In contrast, bringing in 325,000 or more guest workers annually (as various versions of the current Senate bills provide) would be particularly tough on America's poor at this time. They are reeling from Bush program cuts and the fraying of medical safety nets. An influx of hundreds of thousands more unskilled laborers would impoverish them further — and to me, that does not feel like compassion.
As a counterpoint to the argument about low-wage immigration hurting American low-income workers, here's a post from last week at ThinkProgress:
Another common misperception is that increased immigration has had a negative impact on wages for lower-skilled U.S.-born workers. But as Princeton University professor Alan Krueger shows in a new American Progress memo, the actual impact of immigration on lower-skilled workers is negligible. Why?One likely factor is that, in addition to increasing the supply of labor, immigrants increase the demand for goods and services produced in the U.S. This leads to higher wages and employment for all workers in the U.S. Immigration can also result in an increase in capital investment. And many immigrants become entrepreneurs, creating jobs for other immigrants and natives. (The latest U.S. Census data shows that “Hispanic-owned businesses now comprise one of the fastest-growing segments in the U.S. economy.”)As Krueger writes, if we are serious about helping low-income workers, we need to act now on measures that can have a much larger impact, like “an expansion of the Earned Income Tax Credit, an increase in the child tax credit, a boost in the minimum wage, and increased job training.”
And the WaPo weighed in on Thursday with this editorial:
It sounds obvious that this influx must be depressing wages at the bottom: Double the supply of a certain type of labor and you push its price down. But attempts to measure this effect suggest that it's either modest or nonexistent. The most credible pessimist is George Borjas of Harvard University, who has calculated that wages for native-born high school dropouts are 7.4 percent lower than they would have been without immigration. But David Card of the University of California at Berkeley has compared wage patterns across cities and concluded that high school dropouts in cities with lots of immigration are no worse off. In low-immigration cities, it seems, employers don't necessarily respond to a paucity of low-skilled workers by bidding up wages to attract more of them. Instead, they may respond by investing in machinery that allows three low-skilled workers to do what six might do in a high-immigration city. Construction workers get extra trucks and power tools; gardeners get electric trimmers instead of manual shears.

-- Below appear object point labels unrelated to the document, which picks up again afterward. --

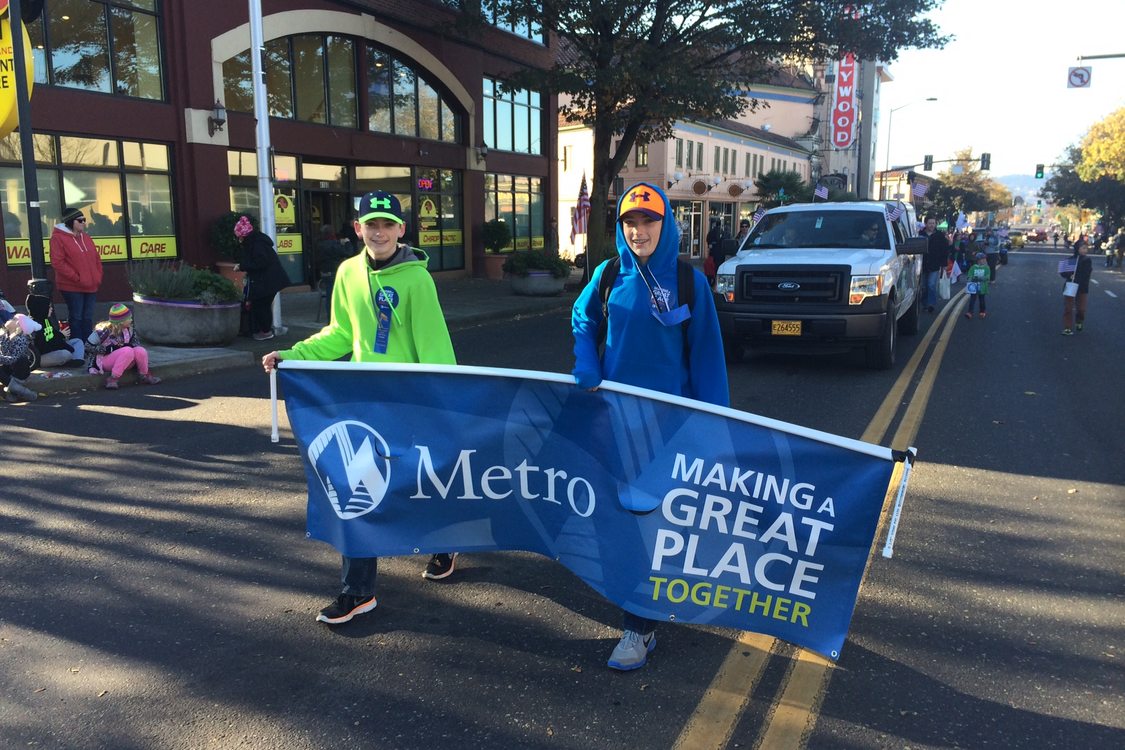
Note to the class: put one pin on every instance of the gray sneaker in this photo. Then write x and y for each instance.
(631, 651)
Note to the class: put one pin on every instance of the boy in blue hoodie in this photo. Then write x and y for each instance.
(645, 339)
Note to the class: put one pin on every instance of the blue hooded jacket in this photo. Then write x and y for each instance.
(639, 349)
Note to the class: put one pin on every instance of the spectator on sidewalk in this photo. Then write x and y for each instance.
(977, 282)
(384, 309)
(1073, 308)
(264, 277)
(936, 258)
(78, 270)
(50, 342)
(17, 358)
(645, 340)
(114, 348)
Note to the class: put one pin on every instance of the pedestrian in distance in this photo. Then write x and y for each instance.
(115, 348)
(78, 270)
(1073, 308)
(936, 258)
(17, 358)
(264, 276)
(385, 308)
(977, 283)
(642, 315)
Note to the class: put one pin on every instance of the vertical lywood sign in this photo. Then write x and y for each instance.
(844, 116)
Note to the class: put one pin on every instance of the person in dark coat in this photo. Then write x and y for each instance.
(936, 258)
(264, 277)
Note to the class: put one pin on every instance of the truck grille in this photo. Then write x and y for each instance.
(824, 285)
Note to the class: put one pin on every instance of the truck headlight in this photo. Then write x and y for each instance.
(725, 286)
(864, 287)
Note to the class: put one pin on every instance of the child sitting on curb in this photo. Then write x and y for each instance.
(17, 355)
(114, 348)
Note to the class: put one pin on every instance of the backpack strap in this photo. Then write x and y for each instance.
(685, 295)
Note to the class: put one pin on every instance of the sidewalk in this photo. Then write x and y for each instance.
(465, 301)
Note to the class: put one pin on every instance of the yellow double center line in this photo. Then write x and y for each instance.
(794, 711)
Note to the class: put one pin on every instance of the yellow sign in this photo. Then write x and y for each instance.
(144, 247)
(434, 237)
(18, 251)
(111, 249)
(9, 113)
(288, 244)
(285, 209)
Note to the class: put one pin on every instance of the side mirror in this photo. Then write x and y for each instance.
(912, 246)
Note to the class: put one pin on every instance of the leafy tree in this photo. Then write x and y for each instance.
(631, 69)
(1104, 150)
(1068, 188)
(968, 191)
(776, 188)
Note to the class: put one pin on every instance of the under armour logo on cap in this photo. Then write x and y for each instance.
(645, 199)
(379, 205)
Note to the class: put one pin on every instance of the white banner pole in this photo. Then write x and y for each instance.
(273, 405)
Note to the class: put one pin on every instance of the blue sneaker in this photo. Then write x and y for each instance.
(631, 651)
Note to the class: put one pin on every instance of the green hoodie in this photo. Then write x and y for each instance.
(417, 332)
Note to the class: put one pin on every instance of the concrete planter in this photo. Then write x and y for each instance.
(538, 283)
(181, 323)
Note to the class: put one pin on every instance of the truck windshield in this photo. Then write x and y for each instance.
(862, 229)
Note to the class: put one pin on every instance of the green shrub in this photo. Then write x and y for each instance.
(222, 233)
(171, 280)
(524, 261)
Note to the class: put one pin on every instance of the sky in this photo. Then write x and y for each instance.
(1001, 83)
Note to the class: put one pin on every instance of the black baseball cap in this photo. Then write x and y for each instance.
(379, 205)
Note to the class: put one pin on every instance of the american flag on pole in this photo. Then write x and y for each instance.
(581, 211)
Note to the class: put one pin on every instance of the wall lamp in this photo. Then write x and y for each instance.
(217, 118)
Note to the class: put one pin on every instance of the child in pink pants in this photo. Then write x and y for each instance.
(114, 348)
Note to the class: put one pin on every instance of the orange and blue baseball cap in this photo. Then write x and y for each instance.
(642, 198)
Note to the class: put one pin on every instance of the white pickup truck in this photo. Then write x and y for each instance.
(825, 277)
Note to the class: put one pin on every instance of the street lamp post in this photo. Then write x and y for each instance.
(890, 120)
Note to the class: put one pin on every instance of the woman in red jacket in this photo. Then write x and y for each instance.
(78, 270)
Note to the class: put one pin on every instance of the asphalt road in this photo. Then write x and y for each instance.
(158, 590)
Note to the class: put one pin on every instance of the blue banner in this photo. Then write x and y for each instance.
(672, 508)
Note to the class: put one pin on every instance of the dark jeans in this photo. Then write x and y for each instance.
(80, 313)
(20, 369)
(358, 575)
(261, 315)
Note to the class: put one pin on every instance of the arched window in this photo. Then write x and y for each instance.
(313, 78)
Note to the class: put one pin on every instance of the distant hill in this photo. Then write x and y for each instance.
(1022, 184)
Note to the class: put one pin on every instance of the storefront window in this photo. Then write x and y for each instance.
(123, 187)
(519, 202)
(308, 78)
(513, 119)
(74, 42)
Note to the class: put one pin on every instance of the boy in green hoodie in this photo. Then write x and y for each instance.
(384, 309)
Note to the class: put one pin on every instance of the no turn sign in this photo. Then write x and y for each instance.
(1078, 78)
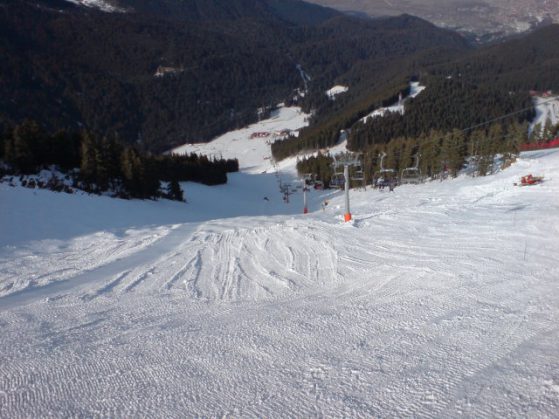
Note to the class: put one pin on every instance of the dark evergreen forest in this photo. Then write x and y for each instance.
(104, 163)
(74, 67)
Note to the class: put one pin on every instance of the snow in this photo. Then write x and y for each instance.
(399, 107)
(251, 145)
(335, 91)
(105, 6)
(436, 300)
(546, 108)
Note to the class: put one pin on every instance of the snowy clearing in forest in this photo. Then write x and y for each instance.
(251, 145)
(438, 300)
(547, 108)
(398, 107)
(335, 91)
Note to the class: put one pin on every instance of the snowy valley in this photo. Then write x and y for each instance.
(438, 299)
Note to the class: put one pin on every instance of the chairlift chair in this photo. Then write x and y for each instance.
(337, 180)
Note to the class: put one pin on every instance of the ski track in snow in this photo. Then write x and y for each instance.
(438, 300)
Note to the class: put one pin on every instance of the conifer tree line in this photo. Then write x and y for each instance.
(100, 164)
(442, 153)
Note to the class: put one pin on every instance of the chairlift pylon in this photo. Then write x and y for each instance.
(412, 174)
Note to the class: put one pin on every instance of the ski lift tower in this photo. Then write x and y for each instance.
(384, 172)
(346, 161)
(412, 174)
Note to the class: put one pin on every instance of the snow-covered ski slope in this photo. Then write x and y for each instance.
(251, 145)
(439, 300)
(547, 108)
(399, 107)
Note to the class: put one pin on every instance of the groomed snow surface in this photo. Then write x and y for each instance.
(438, 300)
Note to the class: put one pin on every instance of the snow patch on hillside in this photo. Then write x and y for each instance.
(546, 108)
(335, 91)
(437, 300)
(399, 107)
(97, 4)
(251, 145)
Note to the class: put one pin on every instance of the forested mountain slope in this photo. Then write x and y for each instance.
(70, 67)
(469, 89)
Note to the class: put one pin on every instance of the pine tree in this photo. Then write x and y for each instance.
(174, 191)
(24, 150)
(88, 160)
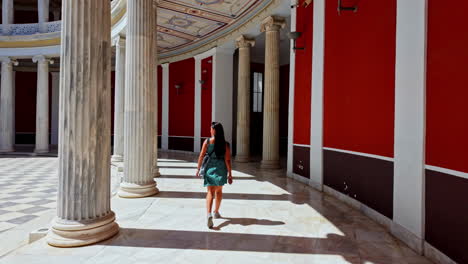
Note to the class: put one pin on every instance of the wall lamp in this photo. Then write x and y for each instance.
(178, 86)
(305, 4)
(202, 82)
(346, 8)
(294, 36)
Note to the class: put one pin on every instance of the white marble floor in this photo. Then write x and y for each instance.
(268, 218)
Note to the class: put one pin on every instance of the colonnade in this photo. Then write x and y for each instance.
(270, 155)
(8, 12)
(83, 214)
(7, 108)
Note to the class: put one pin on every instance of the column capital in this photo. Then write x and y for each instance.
(272, 23)
(119, 41)
(41, 59)
(244, 42)
(8, 61)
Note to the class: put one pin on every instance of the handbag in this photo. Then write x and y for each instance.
(205, 162)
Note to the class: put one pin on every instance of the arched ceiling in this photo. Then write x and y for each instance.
(184, 22)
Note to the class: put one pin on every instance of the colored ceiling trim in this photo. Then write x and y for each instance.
(254, 17)
(245, 13)
(118, 10)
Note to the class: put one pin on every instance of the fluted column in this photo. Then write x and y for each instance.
(84, 214)
(55, 108)
(140, 84)
(243, 99)
(42, 104)
(7, 15)
(7, 109)
(270, 158)
(43, 14)
(119, 102)
(155, 104)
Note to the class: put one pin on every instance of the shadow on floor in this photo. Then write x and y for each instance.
(177, 239)
(246, 222)
(235, 196)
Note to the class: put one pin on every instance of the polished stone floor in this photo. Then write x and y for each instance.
(267, 218)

Even a small impact on low-wage workers is alarming, given the rise of inequality over the past 25 years. But the question is whether to address that inequality by trying to stop immigration or to go at it via progressive taxation, larger public investments designed to prevent poor kids from dropping out of high school, or some other policy tool. Given the expense and doubtful effectiveness of border walls and employer crackdowns, progressive tax and social policies seem preferable. After all, to the extent that immigrants drive down wages at the bottom, they are driving up the inflation-adjusted wages of other Americans who get cheaper goods and services. Taxing the "immigration windfall" that flows to better-off Americans and passing it on to the less fortunate may be the best way to go.
I really don't know what to think about all the ins and outs of the immigration bill just yet--I'm still trying to wrap my head around all the procedural motions and technicalities.